Recensione dello spettacolo Tradimenti in scena al Teatro Manhattan sabato 26 e domenica 27 gennaio 2019 – spettacolo visto nella replica del 20 gennaio
Inizia dalla fine, dalla fine della storia d’amore tra Emma e Jerry, l’opera più famosa del drammaturgo inglese Harold Pinter, in scena al Teatro Manhattan sabato 26 e domenica 27 gennaio. Il finale è svelato prima ancora che lo spettatore possa immedesimarsi nei personaggi e nelle loro storie di alta infedeltà (del resto neppure il titolo lascia spazio all’immaginazione).
A Pinter piace giocare pulito, tanto da mettere subito le carte in tavola, con quella onestà disarmante e spiazzante che lo contraddistingue. E senza mai esprimere un giudizio morale. Come potrebbe d’altronde, se i fatti narrati nascono dalla sua stessa storia d’amore clandestina con una presentatrice della BBC? Mentre al pubblico, destinatario della verità, non resta che riavvolgere il nastro. A partire da quella primavera del 1977, quando Jerry (Tommaso Barbato) ed Emma (Francesca Romana Cerri) si rivedono in un pub di Londra.
Sono passati due anni dal loro ultimo incontro extraconiugale. Due anni che sembrano aver cancellato i sette di amore e passione precedenti. Ma non il ricordo.

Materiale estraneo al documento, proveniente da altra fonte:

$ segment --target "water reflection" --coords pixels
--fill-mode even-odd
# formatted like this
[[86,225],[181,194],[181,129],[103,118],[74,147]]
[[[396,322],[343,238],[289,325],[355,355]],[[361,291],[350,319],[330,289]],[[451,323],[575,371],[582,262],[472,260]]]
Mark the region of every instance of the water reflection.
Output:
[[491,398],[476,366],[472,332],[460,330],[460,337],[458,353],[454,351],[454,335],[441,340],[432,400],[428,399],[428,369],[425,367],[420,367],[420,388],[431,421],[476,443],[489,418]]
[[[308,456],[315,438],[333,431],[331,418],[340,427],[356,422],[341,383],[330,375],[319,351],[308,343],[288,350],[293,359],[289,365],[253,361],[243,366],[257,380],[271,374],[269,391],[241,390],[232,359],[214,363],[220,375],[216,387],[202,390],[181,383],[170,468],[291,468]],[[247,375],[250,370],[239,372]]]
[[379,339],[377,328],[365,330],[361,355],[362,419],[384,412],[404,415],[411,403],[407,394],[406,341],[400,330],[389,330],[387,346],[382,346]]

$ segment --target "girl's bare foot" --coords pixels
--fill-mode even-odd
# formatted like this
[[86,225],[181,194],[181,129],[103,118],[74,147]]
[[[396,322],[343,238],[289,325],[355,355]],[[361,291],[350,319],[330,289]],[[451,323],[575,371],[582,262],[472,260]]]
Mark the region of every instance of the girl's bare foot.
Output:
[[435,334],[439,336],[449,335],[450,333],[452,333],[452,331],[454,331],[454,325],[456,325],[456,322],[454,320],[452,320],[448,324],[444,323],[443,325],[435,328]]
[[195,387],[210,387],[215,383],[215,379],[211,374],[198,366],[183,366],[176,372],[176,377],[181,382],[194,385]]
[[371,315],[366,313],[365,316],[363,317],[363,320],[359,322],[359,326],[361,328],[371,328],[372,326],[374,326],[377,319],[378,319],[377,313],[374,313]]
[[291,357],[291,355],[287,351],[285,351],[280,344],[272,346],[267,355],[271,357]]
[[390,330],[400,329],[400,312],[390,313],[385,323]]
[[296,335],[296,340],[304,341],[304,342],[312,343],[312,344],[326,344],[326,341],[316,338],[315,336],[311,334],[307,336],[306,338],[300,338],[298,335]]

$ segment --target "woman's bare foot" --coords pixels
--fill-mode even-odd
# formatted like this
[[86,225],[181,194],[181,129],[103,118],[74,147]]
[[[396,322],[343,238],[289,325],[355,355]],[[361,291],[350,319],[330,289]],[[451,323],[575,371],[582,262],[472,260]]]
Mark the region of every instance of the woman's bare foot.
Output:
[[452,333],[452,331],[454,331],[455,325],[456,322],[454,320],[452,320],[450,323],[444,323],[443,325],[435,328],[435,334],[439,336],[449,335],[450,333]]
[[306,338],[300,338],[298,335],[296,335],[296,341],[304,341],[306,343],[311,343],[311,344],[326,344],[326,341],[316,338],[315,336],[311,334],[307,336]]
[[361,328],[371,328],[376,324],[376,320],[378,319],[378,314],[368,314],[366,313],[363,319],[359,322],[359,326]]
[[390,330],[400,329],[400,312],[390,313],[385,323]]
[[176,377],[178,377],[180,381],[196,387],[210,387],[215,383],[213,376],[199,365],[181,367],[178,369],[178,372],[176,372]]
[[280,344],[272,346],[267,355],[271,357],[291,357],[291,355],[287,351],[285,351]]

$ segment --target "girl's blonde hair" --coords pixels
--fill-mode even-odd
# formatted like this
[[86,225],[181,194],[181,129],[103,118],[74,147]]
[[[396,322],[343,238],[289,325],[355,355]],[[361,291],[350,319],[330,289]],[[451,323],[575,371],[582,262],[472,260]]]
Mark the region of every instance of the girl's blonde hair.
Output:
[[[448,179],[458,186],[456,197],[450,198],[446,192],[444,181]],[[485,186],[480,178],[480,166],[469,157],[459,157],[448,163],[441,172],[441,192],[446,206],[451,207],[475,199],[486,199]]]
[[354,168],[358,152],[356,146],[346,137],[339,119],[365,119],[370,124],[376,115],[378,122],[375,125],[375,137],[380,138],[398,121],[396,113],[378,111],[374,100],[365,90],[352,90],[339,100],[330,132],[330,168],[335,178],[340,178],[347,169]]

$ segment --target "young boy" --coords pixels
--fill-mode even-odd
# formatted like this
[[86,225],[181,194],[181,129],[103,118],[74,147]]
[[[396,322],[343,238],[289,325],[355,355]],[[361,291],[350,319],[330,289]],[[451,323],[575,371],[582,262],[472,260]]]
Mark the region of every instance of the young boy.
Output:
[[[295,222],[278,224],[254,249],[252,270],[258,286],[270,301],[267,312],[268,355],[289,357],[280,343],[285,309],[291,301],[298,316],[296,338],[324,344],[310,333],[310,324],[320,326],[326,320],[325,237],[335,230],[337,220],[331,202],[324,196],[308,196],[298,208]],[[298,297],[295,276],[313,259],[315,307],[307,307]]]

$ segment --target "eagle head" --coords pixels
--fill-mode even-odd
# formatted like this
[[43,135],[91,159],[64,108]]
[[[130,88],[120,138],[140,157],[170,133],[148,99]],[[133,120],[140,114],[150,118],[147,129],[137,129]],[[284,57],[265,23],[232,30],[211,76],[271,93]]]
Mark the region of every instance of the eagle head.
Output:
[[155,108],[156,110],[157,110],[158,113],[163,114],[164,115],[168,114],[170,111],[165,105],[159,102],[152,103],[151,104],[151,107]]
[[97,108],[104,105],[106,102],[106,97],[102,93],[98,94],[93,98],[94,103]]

Di scena in scena (nove in totale), di anno in anno, lo spettatore conosce Robert (Rodolfo Maria Bonucci), marito e migliore amico di Jerry, apprende del suo forte sospetto e dell’appartamento in affitto dei due amanti. Impara a conoscere meglio i personaggi e si interroga su quei giochi di ruolo così forzati, da risultare finti. Come può Robert continuare a frequentare il suo migliore amico, collega, nonché testimone di nozze alla luce dei fatti? E come può Jerry rimproverare all’amico tradito la mancata trasparenza nei suoi confronti?
Non c’è turbamento, non c’è neppure catarsi, il tradimento stesso si annulla e perde vigore. Restano l’inganno e l’autoillusione dei personaggi e del pubblico stesso. L’illusione dei primi di essere nel giusto nonostante tutto, e quella dei secondi di non aver colto il reale messaggio di Pinter.

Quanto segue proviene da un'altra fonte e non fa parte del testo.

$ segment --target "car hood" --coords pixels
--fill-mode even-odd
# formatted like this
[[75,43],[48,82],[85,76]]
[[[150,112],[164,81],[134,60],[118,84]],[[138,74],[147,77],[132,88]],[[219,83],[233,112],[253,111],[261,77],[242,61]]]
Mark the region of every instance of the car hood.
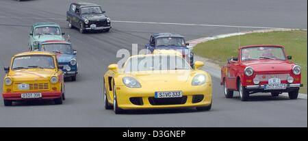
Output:
[[55,75],[53,69],[31,68],[27,70],[17,70],[10,72],[8,76],[13,79],[14,81],[49,80],[50,77]]
[[141,85],[146,84],[149,85],[163,84],[183,84],[186,83],[190,77],[190,70],[146,71],[130,75],[138,79]]
[[107,16],[104,14],[85,14],[82,15],[82,18],[90,21],[101,21],[107,19]]
[[294,64],[283,60],[258,60],[248,61],[243,63],[246,66],[253,68],[255,72],[261,71],[290,71]]
[[74,55],[66,53],[56,53],[59,63],[70,62],[72,59],[75,59]]
[[65,40],[61,35],[43,35],[43,36],[36,36],[34,37],[35,40],[42,42],[45,40]]
[[162,46],[156,47],[156,49],[188,49],[188,48],[183,46]]

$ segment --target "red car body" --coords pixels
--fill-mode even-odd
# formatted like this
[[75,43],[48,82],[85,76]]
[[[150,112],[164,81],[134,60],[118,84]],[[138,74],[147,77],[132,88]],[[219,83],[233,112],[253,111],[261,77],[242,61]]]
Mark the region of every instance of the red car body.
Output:
[[[242,60],[242,50],[253,47],[281,48],[285,55],[285,60],[262,58]],[[238,57],[228,60],[228,63],[221,68],[221,85],[224,86],[226,97],[231,98],[233,91],[239,91],[242,101],[247,100],[249,94],[256,92],[271,92],[272,96],[278,96],[282,92],[289,92],[290,99],[297,98],[299,88],[303,86],[300,83],[301,75],[295,75],[293,73],[293,68],[298,66],[288,60],[290,59],[292,56],[286,55],[284,47],[282,46],[252,45],[240,47]],[[251,68],[253,70],[252,75],[245,75],[245,69],[247,68]],[[254,82],[256,77],[259,80],[258,84]],[[288,78],[289,77],[294,79],[292,83],[287,81],[287,79],[291,79]],[[266,89],[265,87],[268,85],[269,79],[273,77],[279,79],[280,83],[285,88]]]

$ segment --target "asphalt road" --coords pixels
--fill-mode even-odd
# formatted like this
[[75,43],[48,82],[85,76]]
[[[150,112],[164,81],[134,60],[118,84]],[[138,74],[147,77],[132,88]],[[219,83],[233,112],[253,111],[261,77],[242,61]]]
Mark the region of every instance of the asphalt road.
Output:
[[[256,29],[241,26],[307,29],[306,0],[87,1],[102,5],[118,21],[110,33],[87,34],[67,28],[65,14],[70,1],[0,1],[0,68],[8,66],[14,54],[27,51],[30,25],[40,21],[56,22],[70,35],[79,64],[77,81],[66,83],[63,105],[44,101],[4,107],[0,98],[0,127],[307,127],[307,99],[266,94],[248,102],[241,102],[238,94],[226,99],[214,77],[209,112],[181,109],[116,115],[104,110],[102,94],[103,75],[107,65],[120,59],[116,51],[131,50],[133,43],[142,48],[153,33],[176,32],[190,40]],[[127,21],[213,26],[120,22]],[[0,71],[1,78],[4,75]],[[0,85],[2,89],[2,81]]]

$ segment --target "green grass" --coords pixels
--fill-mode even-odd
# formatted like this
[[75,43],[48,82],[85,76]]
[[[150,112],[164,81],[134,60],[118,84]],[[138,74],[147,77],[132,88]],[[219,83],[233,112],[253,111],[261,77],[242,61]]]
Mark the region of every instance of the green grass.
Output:
[[292,55],[292,62],[302,67],[302,81],[304,87],[300,92],[307,92],[307,33],[304,30],[254,33],[210,40],[198,44],[194,53],[211,59],[222,66],[227,59],[237,56],[240,46],[251,44],[279,44],[285,48],[287,55]]

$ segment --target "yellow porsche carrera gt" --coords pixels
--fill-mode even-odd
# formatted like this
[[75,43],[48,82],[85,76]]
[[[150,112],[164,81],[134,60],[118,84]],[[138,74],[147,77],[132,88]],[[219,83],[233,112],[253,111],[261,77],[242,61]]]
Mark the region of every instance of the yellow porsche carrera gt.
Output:
[[123,66],[114,64],[104,75],[106,110],[196,107],[209,110],[212,103],[211,76],[181,57],[168,54],[131,56]]

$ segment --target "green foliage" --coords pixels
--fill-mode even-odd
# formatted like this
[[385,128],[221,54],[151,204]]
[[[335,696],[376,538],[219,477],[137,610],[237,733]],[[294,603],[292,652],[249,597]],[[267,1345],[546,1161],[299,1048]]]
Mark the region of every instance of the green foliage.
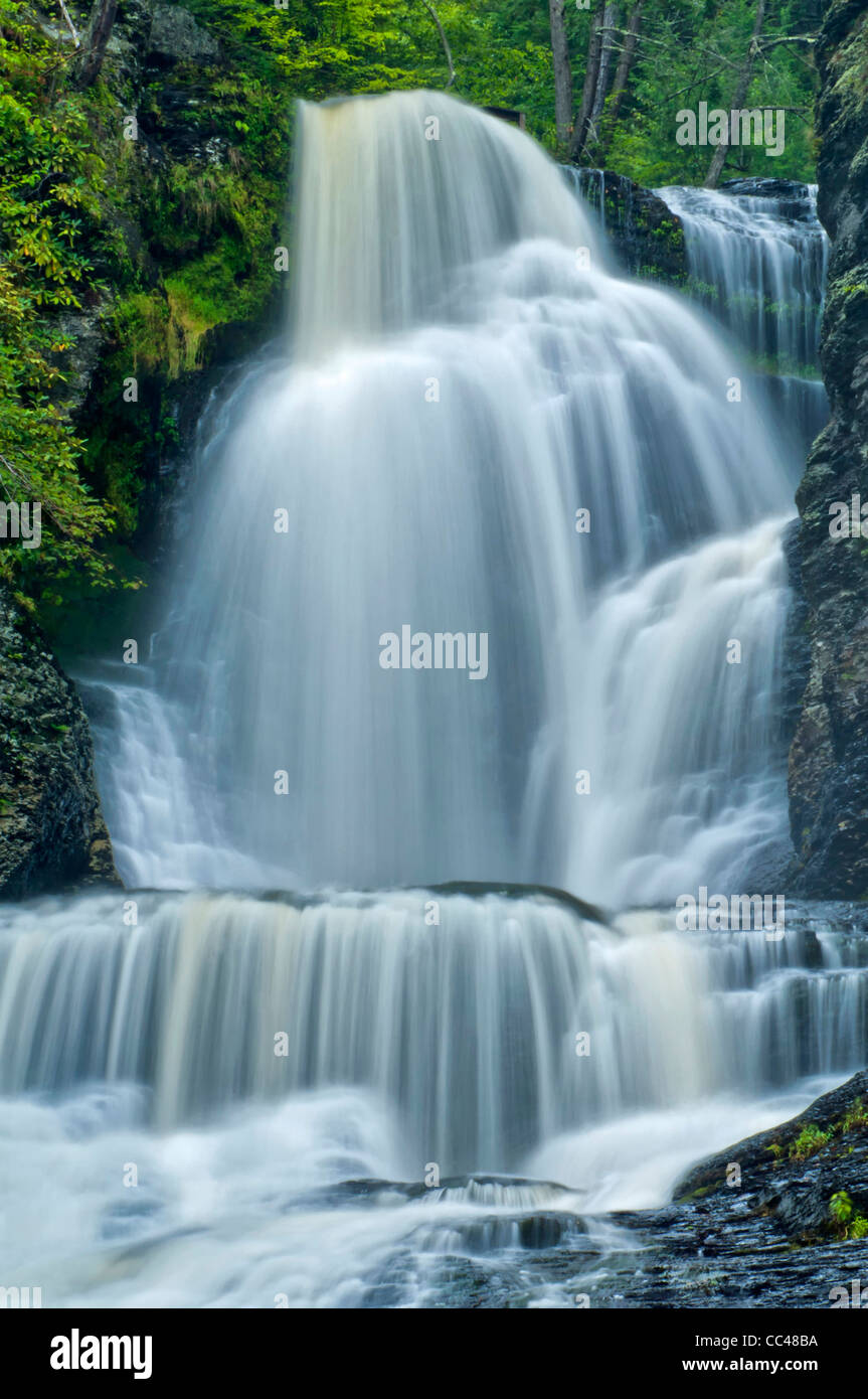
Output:
[[95,541],[112,525],[81,478],[82,445],[59,407],[64,341],[50,313],[80,306],[88,288],[81,243],[102,162],[78,99],[46,91],[53,62],[25,7],[0,0],[0,490],[42,509],[42,546],[10,540],[0,553],[0,579],[22,602],[53,596],[74,568],[105,583]]
[[[454,63],[451,91],[523,112],[531,134],[558,154],[548,6],[435,4]],[[41,607],[124,579],[115,561],[136,546],[148,488],[176,448],[175,386],[229,339],[242,354],[245,334],[261,334],[277,305],[285,278],[274,248],[289,238],[295,101],[446,88],[450,78],[425,0],[185,7],[219,39],[221,59],[179,57],[168,77],[147,69],[131,102],[120,50],[80,92],[68,42],[43,28],[31,4],[0,0],[0,485],[13,499],[43,504],[42,548],[0,550],[0,578]],[[625,4],[621,24],[628,14]],[[565,17],[577,109],[591,11],[567,4]],[[646,0],[618,120],[604,119],[591,158],[646,185],[702,180],[710,150],[678,147],[675,116],[699,101],[728,106],[752,17],[752,0]],[[811,6],[790,0],[769,7],[765,35],[805,34],[811,22]],[[748,105],[798,111],[787,113],[784,155],[732,152],[727,175],[809,178],[813,85],[809,46],[763,50]],[[166,105],[168,87],[189,101]],[[141,143],[122,137],[131,106],[158,145],[179,125],[190,140],[148,161]],[[218,157],[197,147],[200,130],[218,143]],[[656,236],[665,242],[667,229]],[[846,291],[854,302],[862,294]],[[103,318],[109,343],[73,425],[63,365],[81,312]],[[122,397],[130,375],[140,381],[134,406]],[[131,574],[126,581],[136,583]]]
[[813,1156],[815,1151],[825,1147],[830,1137],[830,1132],[823,1132],[820,1128],[809,1123],[806,1128],[802,1128],[790,1147],[790,1156],[795,1161],[805,1161],[809,1156]]
[[836,1191],[829,1200],[829,1214],[832,1216],[841,1238],[860,1240],[868,1237],[868,1219],[858,1212],[853,1212],[853,1200],[847,1191]]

E se dal disorientamento pinteriano può nascere una riflessione, lo spaesamento che si prova nel vedere Tradimenti di Francesca Cerri, regista oltre che attrice, è dovuto più all’assenza di qualcosa che a qualche sottigliezza non colta. L’intera narrazione procede senza accenti, né sfumature: l’interpretazione è piatta e manca di quell’universo meta verbale che completa il senso dei dialoghi asciutti e mai banali dell’autore.
Se non fosse per il cambio scena, sarebbe addirittura difficile distinguere il passaggio da una fase all’altra delle vite dei protagonisti. E probabilmente è proprio questo l’unico spunto interessante dell’allestimento: gli attori indossano sempre una maschera bianca, come a sottolineare l’unico momento in cui ammettono a sé stessi e ai presenti la loro reale natura.